Remix.run Logo
rep_lodsb 4 hours ago

Yes, that seems unneccessary. The overhead of trapping and rewriting every syscall instruction once can't be (much) greater than that required for rewriting them at the start either.

Even if you disallow executing anything outside of the .text section, you still need the syscall trap to protect against adversarial code which hides the instruction inside an immediate value:

    foo: mov eax, 0xc3050f    ;return a perfectly harmless constant
         ret
    ...
    call foo+1
(this could be detected if the tracing went by control flow instead of linearly from the top, but what if it's called through a function pointer?)
jacobgorm 11 minutes ago | parent | next [-]

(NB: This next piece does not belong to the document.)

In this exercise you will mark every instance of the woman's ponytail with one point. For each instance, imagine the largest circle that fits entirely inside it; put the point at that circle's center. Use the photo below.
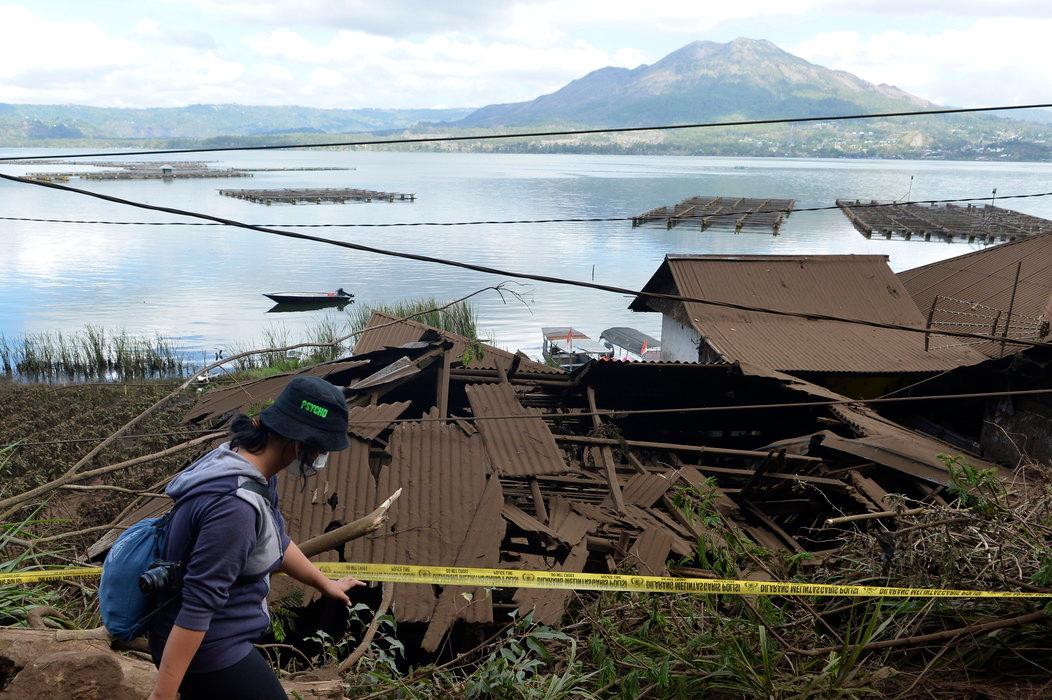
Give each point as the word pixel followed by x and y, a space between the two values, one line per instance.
pixel 248 433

I think the point here is optimizing for the common case, the untrusted code is still running inside a VM, so you can still trap malicious or corner cases using a more heavy-handed method. The blog post does mention "self-healing" of JIT-generated code for instance.

It is possible to restrict the call-flow graph to avoid the case you described, the canonical reference here is the CFI and XFI papers by Ulfar Erlingsson et.al. In XFI they/we did have a binary rewriter that tried to handle all the corner cases, but I wouldn't recommend going that deep, instead you should just patch the compiler (which funnily we couldn't do, because the MSVC source code was kept secret even inside MSFT, and GCC source code was strictly off-limits due to being GPL-radioactive...)

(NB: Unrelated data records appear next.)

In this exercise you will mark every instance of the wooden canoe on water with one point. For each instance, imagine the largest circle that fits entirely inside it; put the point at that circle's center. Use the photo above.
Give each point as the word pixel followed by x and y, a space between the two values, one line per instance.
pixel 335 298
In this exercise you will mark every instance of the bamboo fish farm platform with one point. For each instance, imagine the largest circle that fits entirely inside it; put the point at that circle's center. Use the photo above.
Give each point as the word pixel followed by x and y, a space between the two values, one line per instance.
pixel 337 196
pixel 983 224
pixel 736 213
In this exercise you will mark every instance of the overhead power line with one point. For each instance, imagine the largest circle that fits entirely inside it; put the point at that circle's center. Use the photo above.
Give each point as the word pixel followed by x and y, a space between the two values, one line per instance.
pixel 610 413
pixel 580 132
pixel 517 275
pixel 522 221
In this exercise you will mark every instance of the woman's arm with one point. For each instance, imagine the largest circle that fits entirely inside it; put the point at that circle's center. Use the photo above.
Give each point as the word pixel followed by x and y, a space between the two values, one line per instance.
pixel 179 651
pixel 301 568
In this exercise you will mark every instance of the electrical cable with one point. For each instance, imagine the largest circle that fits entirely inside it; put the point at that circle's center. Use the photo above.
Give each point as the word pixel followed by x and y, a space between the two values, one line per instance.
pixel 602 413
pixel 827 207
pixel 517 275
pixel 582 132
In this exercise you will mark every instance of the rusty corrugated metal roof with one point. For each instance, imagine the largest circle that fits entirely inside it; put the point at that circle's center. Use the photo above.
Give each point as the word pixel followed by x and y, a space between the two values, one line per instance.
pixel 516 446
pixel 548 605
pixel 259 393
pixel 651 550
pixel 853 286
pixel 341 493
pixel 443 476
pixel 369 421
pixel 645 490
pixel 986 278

rep_lodsb an hour ago | parent | prev [-]

Thinking a bit more about it (and reading TFA more carefully), what's the point of rewriting the instructions anyway?

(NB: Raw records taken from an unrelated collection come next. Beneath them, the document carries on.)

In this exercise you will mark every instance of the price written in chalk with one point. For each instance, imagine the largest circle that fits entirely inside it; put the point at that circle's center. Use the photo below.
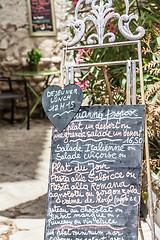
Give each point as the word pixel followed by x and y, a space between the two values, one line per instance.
pixel 95 175
pixel 62 105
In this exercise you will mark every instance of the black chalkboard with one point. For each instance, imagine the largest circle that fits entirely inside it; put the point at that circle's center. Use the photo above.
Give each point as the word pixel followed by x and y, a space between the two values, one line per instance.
pixel 95 175
pixel 41 18
pixel 62 105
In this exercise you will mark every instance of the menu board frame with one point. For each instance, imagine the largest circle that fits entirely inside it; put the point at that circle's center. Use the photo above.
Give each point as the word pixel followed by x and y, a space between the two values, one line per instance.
pixel 42 32
pixel 96 164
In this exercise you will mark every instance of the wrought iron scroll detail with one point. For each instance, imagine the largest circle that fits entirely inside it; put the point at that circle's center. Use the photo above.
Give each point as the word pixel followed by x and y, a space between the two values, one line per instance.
pixel 100 14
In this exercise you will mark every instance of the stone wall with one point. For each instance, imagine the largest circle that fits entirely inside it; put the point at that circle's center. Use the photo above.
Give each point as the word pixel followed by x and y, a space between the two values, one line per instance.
pixel 15 41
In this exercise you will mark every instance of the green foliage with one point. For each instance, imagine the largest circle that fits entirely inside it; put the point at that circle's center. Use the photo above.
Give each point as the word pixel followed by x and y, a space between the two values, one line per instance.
pixel 148 14
pixel 34 56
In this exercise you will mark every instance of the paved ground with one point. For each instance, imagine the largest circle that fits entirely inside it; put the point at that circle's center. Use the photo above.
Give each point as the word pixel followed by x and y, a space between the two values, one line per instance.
pixel 24 167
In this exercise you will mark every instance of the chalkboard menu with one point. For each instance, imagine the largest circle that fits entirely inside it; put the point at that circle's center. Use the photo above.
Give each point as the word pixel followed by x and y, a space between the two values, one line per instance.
pixel 95 175
pixel 41 18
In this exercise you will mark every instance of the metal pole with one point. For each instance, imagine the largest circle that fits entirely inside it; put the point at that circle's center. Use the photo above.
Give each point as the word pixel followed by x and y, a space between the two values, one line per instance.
pixel 114 44
pixel 133 83
pixel 128 82
pixel 101 64
pixel 146 146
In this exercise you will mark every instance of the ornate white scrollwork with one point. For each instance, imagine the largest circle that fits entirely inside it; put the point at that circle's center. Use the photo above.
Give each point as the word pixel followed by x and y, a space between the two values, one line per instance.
pixel 100 14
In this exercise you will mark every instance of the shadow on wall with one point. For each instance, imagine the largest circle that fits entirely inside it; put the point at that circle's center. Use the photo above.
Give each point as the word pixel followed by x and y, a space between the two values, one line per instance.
pixel 32 209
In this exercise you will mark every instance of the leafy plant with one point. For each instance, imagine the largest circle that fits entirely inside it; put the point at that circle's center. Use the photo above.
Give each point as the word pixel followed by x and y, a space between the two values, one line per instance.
pixel 34 57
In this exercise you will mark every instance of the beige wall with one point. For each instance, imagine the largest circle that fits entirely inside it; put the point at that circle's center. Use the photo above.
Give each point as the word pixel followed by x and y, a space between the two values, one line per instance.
pixel 15 42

I first assumed it was redirecting them to a library in user mode somehow, but actually the syscall is replaced with "int3", which also goes to the kernel. The whole reason why the "syscall" instruction was introduced in the first place was that it's faster than the old software interrupt mechanism which has to load segment descriptors.

So why not simply use KVM to intercept syscall (as well as int 80h), and then emulate its effect directly, instead of replacing the opcode with something else? Should be both faster and also less obviously detectable.